Sounds to me like some underhanded person in racing paid them off to cancel the race and kill IndyCar's overseas aspirations. We all know who doesn't want IndyCar expanding outside the USA now don't we? Did the Dubai race ever happen? Of course not. F1 races in the Middle East and it would be a cold day in hell before this person would ever let IndyCar race there. Did the China race happen? Miles has no clue who he is dealing with. He's like a minnow in a sea of sharks. Mordichai Rosen, Los Angeles, CA.

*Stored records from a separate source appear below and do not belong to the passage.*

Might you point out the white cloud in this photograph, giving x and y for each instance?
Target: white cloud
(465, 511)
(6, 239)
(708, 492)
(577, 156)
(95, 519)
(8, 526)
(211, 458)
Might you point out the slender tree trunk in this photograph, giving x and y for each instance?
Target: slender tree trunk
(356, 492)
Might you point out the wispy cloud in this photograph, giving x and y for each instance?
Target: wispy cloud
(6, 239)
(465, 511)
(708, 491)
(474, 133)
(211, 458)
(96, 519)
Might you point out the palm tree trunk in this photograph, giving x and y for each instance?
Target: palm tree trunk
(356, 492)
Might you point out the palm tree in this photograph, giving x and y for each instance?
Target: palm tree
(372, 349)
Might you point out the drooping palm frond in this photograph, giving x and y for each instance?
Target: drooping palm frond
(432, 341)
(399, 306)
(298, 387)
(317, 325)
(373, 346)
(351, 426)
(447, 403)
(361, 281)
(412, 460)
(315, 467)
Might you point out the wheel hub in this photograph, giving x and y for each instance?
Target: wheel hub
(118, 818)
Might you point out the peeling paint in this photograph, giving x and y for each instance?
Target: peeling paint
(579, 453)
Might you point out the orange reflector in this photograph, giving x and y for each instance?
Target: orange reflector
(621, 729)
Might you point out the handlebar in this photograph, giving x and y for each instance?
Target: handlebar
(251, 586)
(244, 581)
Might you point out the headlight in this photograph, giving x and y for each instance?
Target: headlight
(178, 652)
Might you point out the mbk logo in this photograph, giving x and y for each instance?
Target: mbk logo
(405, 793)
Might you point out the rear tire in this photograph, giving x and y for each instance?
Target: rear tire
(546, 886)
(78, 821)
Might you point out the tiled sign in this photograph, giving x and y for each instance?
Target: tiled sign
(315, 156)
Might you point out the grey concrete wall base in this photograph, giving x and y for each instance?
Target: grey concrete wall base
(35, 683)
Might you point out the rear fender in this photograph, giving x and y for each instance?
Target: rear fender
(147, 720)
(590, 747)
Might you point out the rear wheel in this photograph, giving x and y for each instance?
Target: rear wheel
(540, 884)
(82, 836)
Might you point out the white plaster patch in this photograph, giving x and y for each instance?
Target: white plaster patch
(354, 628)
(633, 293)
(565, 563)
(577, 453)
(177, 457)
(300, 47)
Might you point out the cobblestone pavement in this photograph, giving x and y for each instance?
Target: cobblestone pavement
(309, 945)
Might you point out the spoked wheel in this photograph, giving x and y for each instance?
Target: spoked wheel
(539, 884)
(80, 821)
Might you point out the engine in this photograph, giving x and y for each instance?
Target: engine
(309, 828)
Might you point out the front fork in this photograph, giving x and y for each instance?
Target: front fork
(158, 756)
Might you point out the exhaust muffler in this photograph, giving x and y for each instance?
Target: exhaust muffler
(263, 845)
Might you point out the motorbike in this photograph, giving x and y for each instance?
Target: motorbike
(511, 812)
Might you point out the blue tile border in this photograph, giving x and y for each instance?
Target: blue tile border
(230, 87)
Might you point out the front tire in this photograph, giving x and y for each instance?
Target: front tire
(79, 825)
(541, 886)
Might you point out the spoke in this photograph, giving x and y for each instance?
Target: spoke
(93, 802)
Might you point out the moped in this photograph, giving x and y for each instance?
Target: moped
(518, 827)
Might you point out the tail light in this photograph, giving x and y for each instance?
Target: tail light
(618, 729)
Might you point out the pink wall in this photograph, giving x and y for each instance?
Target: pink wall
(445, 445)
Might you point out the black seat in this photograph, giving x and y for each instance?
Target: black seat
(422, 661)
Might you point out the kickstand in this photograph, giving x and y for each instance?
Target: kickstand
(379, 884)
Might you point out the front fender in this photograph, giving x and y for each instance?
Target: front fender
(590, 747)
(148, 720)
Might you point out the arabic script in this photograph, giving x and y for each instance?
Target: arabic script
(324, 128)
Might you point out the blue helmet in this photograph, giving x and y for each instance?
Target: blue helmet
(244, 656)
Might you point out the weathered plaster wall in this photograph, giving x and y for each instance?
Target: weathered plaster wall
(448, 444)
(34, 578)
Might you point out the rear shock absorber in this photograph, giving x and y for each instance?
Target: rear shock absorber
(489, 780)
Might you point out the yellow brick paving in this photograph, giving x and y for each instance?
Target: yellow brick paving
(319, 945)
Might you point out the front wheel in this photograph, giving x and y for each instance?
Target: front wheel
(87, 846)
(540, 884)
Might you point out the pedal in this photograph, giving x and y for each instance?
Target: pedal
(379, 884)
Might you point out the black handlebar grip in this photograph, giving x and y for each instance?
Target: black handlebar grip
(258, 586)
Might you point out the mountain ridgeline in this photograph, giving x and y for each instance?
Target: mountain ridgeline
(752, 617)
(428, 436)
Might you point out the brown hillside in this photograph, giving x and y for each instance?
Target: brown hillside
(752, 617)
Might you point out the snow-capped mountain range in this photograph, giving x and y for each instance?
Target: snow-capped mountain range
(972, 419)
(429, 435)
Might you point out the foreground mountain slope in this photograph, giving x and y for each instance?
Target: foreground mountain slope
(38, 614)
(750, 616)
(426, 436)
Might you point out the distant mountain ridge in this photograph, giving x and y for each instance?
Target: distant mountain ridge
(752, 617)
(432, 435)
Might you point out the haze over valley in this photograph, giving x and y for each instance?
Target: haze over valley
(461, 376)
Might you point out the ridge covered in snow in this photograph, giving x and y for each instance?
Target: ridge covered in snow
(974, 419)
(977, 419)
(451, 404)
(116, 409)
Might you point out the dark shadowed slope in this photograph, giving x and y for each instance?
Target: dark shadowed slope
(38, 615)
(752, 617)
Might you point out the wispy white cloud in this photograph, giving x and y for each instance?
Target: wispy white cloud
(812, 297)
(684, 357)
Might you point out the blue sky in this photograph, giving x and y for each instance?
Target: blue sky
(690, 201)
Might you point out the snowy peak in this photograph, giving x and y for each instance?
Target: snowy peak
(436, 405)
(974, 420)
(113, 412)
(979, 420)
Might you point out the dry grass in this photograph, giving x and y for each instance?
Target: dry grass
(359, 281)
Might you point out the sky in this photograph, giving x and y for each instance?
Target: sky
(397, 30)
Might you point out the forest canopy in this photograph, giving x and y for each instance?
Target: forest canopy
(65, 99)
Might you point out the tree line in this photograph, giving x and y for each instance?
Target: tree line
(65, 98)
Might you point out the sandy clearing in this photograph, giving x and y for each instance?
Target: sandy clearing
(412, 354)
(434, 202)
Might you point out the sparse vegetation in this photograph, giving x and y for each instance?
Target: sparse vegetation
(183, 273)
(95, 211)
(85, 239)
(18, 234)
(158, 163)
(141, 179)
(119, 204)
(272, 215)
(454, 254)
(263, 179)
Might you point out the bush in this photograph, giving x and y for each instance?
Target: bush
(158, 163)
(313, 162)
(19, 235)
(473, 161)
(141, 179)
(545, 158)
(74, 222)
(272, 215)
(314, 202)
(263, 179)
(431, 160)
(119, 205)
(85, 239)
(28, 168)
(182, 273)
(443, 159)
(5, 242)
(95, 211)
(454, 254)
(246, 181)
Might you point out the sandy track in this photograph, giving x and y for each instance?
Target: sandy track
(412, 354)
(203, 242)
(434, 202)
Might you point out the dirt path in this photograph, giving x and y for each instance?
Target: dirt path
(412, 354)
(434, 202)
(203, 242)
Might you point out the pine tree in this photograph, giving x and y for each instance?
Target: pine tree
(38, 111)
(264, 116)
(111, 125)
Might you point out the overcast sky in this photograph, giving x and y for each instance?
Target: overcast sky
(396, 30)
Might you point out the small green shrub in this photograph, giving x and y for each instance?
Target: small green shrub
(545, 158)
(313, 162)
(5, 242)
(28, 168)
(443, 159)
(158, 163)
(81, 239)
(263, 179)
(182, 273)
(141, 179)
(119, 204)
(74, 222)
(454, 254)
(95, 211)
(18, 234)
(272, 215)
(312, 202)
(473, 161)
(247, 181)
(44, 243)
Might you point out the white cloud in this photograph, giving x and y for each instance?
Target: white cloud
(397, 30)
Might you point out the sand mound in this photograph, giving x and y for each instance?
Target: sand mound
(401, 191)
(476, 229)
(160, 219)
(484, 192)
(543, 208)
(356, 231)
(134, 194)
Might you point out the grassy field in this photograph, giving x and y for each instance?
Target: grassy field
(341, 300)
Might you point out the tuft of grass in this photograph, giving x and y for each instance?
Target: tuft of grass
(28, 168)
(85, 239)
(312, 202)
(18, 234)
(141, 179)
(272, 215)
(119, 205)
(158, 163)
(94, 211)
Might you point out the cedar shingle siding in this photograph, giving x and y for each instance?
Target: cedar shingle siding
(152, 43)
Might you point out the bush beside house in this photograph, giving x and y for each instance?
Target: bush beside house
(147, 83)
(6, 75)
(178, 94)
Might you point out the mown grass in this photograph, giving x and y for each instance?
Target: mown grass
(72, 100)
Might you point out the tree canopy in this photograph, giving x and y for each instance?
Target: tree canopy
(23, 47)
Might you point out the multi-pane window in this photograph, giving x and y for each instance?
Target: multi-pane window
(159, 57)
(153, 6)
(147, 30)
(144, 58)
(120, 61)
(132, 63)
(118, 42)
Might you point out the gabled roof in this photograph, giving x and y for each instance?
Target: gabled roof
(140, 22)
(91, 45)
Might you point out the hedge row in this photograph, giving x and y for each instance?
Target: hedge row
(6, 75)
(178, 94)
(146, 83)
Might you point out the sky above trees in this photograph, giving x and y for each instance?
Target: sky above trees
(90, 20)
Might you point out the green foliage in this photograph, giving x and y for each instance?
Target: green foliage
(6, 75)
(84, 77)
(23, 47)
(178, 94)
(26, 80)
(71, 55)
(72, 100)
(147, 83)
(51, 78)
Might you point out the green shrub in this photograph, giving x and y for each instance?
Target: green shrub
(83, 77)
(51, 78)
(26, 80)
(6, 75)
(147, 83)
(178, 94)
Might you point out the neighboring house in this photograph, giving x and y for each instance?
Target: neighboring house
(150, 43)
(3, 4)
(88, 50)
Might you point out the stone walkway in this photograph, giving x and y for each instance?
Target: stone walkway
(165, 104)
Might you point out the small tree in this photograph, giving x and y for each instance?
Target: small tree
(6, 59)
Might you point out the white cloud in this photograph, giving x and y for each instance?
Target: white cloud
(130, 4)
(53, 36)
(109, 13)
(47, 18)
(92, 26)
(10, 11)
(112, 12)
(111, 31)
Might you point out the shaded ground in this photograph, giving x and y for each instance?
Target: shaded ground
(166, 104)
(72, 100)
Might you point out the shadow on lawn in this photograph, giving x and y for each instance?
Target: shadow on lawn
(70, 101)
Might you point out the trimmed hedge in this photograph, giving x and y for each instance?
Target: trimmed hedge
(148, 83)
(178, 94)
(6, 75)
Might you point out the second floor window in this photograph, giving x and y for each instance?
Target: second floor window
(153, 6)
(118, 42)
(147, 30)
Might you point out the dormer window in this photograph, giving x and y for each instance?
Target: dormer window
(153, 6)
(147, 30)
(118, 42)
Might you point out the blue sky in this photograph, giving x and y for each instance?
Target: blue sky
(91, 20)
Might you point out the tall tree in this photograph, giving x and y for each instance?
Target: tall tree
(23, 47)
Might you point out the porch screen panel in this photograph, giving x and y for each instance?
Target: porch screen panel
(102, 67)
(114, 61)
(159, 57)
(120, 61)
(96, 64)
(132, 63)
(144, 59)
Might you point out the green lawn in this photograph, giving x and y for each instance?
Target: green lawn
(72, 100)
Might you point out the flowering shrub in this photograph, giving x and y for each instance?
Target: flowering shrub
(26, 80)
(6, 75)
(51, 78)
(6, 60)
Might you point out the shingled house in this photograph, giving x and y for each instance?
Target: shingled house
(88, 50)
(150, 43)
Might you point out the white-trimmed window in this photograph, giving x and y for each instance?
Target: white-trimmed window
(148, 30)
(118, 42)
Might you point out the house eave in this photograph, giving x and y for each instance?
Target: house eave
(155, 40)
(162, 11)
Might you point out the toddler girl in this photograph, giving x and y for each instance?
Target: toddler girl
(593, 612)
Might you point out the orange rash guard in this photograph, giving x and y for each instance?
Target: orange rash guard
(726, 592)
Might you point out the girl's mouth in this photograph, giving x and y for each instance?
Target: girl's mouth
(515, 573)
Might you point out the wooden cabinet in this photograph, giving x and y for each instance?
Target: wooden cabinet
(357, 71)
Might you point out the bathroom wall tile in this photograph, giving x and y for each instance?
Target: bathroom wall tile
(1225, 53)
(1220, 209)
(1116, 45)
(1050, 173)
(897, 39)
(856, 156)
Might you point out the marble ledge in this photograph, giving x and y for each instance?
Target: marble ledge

01/29/15 A reader writes, Dear AutoRacing1.com, All of IndyCar's overseas races get cancelled. It's just more egg on IndyCar's face. It's the direct result of Tony George splitting the sport and destroying it. And then today I read they put Brian Barnhart back in charge of race control. IndyCar has shot all its feet off, maybe it's best they put a bullet to their head and end the misery they have put us fans through. And to think, CART was once bigger than NASCAR and threatening F1. This was Tony's 'vision'. Jim Austin

01/29/15 INDYCAR confirmed earlier today that the Brasilia Indy 300 scheduled for this upcoming March 8th has been cancelled. Apparently, issues between the local government and promoter have caused the cancellation of what was scheduled to be the 2015 Verizon IndyCar Series opener.

Below, is a statement from INDYCAR:

BAND announced today that the race scheduled for March 8 in Brasilia has been cancelled. This comes as a great disappointment, and we will have further comment when we have had the opportunity to talk with all of our partners and the authorities in Brazil.